An epistemological Frankenstein
September 22, 2023; Updated November 25, 2023
Superforecasters predict the future. Or try to, at least.
The “science” of superforecasting emerged from Philip Tetlock’s work in the 1990s. He demonstrated that most political pundits were extremely bad at predicting the future—often no better than chance. But a small group of people were consistently better than average, and Tetlock dubbed these enlightened souls superforecasters. Since then, a variety of organizations have been founded to promote and study superforecasting. Chief among them are the The Good Judgment Project (GJP), founded by Tetlock himself, and the Forecasting Research Institute (FRI).
If you’re like me—if you’re like most people in fact—this sounds … suspicious, to say the least. I think this skepticism is warranted, and we’ll get to some reasons why soon. But there are also some people who believe in the power of superforecasting, as evidenced by the organizations above. Culturally, the people who seem the most excited about superforecasting are often rationalists (of the Bay area variety), and/or effective altruists. Forecasting is a dominant theme on LessWrong, ACX, and the EA forum, and all the various discords and discussion groups associated with these groups (all those of which I’ve been a part, at least).
Recently, the FRI held a tournament where superforecasters were asked to predict the likelihood of various existential risks. Quoting from the website: “We asked tournament participants to predict the likelihood of global risks related to nuclear weapon use, biorisks, and AI, along with dozens of other related, shorter-run forecasts.” Here are some of the results (you can see all results here):
These are the cumulative results of a bunch of superforecasters (88 to be precise) predicting whether humanity will go extinct from various threats. There are a couple of intriguing results.

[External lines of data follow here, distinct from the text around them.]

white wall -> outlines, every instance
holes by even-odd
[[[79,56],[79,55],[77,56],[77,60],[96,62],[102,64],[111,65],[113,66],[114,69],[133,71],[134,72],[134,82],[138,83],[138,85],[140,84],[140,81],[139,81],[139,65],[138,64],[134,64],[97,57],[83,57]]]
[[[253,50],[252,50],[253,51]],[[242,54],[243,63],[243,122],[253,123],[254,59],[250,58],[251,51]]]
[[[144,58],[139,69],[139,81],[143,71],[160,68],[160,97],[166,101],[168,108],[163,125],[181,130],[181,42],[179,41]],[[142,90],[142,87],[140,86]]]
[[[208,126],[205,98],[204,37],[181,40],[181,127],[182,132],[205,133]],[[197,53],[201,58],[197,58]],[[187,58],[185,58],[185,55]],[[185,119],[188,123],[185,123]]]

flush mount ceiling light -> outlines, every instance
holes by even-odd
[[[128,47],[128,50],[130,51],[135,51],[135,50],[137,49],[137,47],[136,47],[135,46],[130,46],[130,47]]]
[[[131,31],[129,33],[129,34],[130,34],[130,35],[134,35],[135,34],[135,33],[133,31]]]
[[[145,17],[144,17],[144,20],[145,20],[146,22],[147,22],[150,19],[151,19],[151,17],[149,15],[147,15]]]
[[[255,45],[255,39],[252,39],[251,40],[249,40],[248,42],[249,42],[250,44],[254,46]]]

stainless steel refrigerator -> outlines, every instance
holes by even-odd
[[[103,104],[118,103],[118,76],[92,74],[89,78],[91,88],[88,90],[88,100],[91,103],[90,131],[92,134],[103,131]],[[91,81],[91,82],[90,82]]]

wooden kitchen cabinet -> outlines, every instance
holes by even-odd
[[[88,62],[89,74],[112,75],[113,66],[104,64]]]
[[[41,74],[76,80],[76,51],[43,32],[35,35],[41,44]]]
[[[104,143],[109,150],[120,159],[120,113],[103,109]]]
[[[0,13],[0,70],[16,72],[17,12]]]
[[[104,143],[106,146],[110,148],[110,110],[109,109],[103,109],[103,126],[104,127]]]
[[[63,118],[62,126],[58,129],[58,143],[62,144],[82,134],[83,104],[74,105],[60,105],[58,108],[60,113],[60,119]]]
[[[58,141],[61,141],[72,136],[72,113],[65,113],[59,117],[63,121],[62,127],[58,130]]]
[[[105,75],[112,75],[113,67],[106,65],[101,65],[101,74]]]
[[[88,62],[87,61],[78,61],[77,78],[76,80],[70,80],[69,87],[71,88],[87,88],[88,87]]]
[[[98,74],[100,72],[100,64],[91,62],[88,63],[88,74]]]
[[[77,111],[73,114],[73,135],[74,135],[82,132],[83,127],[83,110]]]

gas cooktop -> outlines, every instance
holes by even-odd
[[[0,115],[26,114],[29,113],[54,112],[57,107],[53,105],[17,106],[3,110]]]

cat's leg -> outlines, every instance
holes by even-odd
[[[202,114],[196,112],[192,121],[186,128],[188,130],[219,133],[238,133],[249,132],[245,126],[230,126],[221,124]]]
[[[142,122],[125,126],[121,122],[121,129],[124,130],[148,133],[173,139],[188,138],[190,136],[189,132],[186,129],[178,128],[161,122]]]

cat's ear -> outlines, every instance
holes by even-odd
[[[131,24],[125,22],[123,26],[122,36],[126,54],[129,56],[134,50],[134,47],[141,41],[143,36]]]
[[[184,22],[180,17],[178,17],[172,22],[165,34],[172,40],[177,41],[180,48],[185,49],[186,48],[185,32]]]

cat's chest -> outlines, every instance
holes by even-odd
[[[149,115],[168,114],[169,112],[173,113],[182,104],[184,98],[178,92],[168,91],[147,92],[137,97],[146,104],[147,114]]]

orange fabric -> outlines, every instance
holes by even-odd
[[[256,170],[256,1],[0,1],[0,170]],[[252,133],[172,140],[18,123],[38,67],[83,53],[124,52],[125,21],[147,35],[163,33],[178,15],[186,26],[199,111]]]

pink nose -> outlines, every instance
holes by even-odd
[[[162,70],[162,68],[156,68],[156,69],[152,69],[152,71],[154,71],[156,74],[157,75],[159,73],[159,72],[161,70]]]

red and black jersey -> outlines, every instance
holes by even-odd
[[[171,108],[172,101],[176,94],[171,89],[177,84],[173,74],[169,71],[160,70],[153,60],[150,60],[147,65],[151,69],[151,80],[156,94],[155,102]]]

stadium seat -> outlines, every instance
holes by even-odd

For one, superforecasters are a relatively optimistic lot compared to their historical counterparts. Traditionally, those who claim to be peering into the future, however dimly, are prophets of death, ruin, and destruction. Think of your Vogts, Ehrlichs, Malthus’, Ivanhoes, and Hubberts. It’s refreshing that, in this study at least, superforecasters are courting the more hopeful side of future.
Second, there is a big gap between the superforecaster estimates regarding AI and those of the rationalists. Superforecasters assign only a 0.38% chance of extinction by AI, while the rationalist estimates tend to be much higher. In The Precipice, for instance, Toby Ord estimates a one-in-six chance. Yudkowsky seems to think it’s basically 100%. Scott Alexander thinks it’s around 33%. Max Tegmark says 50%. Paul Cristiano says 22%. (Of course, all of these estimates fluctuate a lot because Bayesianism doesn’t really make any sense in this context, but you get the point.)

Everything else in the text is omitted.